Plant & Animal Genomes XIV Conference Plant & Animal Genomes XIV ConferenceJanuary 14-18, 2006
Town & Country Convention Center
San Diego, CA
Michael Freeling1 , Eric Lyons 1 , Brent Pedersen2 , Lakshmi Rapaka1 , Brian C. Thomas2
Our novel blast Viewer aligns any region of Arabidopsis with any other (http://synteny.cnr.berkeley.edu/AtCNS/). Using this Viewer, we proofed the A. Paterson group’s alpha pairs (2003), included our additional pairs, making a total of 3197 pairs, and then analyzed the sequence patterns of fractionation and conservation for coding and noncoding DNA. Alpha pairs are remnants from a fractionated tetraploid.
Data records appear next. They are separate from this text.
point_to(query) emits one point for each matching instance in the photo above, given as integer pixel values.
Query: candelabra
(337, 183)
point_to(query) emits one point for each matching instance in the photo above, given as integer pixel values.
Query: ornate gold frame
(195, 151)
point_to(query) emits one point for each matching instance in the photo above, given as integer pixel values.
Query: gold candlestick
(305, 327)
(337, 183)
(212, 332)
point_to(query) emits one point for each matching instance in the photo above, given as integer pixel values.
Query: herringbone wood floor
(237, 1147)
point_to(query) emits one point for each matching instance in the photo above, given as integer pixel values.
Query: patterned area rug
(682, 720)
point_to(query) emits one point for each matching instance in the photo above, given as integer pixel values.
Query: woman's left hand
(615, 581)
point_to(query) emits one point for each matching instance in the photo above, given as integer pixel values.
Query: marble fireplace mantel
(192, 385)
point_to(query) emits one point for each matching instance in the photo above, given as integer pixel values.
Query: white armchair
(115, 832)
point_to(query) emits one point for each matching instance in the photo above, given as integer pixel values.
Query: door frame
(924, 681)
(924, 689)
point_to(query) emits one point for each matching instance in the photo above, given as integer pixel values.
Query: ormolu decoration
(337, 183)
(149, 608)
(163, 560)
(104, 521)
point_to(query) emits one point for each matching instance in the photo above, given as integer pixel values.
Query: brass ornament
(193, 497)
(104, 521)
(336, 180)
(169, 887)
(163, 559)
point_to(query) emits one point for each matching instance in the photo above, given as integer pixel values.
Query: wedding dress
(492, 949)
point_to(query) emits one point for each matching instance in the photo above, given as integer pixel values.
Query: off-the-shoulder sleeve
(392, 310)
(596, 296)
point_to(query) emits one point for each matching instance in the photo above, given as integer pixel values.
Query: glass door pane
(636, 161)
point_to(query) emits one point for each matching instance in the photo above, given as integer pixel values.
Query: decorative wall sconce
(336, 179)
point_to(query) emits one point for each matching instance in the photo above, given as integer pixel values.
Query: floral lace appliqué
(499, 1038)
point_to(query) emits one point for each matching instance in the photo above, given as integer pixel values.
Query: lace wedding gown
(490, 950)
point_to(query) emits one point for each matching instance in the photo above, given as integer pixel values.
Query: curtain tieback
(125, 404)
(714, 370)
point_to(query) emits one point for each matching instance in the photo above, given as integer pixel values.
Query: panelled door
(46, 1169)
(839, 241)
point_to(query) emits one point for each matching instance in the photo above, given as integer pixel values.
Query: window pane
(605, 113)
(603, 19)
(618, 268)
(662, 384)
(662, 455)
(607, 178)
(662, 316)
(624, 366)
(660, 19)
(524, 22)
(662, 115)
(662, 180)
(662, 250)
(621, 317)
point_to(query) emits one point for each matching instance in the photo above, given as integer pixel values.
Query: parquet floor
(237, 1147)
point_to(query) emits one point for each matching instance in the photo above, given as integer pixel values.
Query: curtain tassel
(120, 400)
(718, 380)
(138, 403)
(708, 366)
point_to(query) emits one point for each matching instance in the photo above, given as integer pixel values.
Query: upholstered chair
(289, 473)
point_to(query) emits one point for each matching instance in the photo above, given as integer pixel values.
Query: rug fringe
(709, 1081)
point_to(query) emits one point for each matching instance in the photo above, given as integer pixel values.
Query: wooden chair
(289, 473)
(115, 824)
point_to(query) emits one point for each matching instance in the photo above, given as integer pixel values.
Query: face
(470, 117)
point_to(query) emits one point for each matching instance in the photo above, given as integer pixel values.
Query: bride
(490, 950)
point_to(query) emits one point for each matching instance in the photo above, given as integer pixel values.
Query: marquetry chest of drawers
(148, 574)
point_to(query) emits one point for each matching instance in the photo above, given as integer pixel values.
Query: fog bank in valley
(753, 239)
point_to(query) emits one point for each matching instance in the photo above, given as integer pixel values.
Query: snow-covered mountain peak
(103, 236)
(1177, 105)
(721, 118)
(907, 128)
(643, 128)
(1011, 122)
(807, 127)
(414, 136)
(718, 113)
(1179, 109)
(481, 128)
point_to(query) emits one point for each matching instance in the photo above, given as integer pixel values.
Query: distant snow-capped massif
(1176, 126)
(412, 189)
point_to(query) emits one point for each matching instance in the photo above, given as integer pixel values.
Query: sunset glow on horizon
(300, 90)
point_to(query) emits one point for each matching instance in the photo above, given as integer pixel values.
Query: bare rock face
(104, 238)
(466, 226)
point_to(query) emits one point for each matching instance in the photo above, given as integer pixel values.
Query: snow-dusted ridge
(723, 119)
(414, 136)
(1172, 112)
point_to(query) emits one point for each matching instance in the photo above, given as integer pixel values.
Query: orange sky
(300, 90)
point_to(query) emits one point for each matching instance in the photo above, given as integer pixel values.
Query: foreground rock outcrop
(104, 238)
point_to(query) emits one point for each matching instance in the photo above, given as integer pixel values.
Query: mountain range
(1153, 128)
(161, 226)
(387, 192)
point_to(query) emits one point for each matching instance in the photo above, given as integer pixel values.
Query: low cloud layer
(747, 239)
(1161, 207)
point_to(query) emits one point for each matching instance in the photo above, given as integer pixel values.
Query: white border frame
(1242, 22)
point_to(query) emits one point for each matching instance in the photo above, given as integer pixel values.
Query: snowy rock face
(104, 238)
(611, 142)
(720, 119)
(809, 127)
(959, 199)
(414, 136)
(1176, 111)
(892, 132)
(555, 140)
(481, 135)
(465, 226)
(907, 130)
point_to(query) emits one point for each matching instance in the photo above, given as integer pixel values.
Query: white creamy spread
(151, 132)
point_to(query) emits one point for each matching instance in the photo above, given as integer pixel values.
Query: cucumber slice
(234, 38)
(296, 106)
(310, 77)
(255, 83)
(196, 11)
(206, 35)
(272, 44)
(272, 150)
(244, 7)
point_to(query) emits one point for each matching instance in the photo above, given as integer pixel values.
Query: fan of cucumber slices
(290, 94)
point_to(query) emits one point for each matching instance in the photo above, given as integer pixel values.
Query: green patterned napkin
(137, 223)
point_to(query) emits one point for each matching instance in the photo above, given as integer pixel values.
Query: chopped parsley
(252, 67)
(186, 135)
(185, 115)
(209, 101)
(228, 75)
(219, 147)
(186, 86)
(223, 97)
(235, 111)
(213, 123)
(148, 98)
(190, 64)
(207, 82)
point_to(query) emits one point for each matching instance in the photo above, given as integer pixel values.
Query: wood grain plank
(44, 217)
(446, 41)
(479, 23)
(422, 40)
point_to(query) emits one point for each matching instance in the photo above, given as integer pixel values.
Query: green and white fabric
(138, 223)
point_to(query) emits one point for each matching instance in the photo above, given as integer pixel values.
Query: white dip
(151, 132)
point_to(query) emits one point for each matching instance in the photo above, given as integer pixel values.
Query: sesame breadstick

Conclusions. 1) Fractionation from the tetraploid was biased to one or the other of the original parental chromosomes, implying an epigenetic marking step. 2) Fractionation left clusters of retained genes. These clusters are rich in regulatory genes and genes encoding proteins that interact, predicted by the gene balance hypothesis (see Birchler et al., 2005. Trends Genet. 21: 219); fractionation might duplicate functional modules. 3) We found 14,941 alphaCNSs (conserved noncoding sequences). Data fit with previous maize-rice data: upstream transcription factors and some other genes are rich in CNSs. 4) Intragenomic footprinting uncovered thousands of annotation errors from small to large, and some missed genes. 5) The function of CNSs and their origins will be discussed. 6) Plant CNSs are shorter and less frequent than mammalian CNSs, and no vertebrate-like ultra-conserved CNSs have yet been found.
The CNSs we find often make excellent PCR sites in noncoding regions of genome, and are expected to be present in all species less diverged than the CNSs themselves. For example, our rice-rice alphaCNSs make useful mapping and DNA extraction markers for each of the about 10,000 grasses.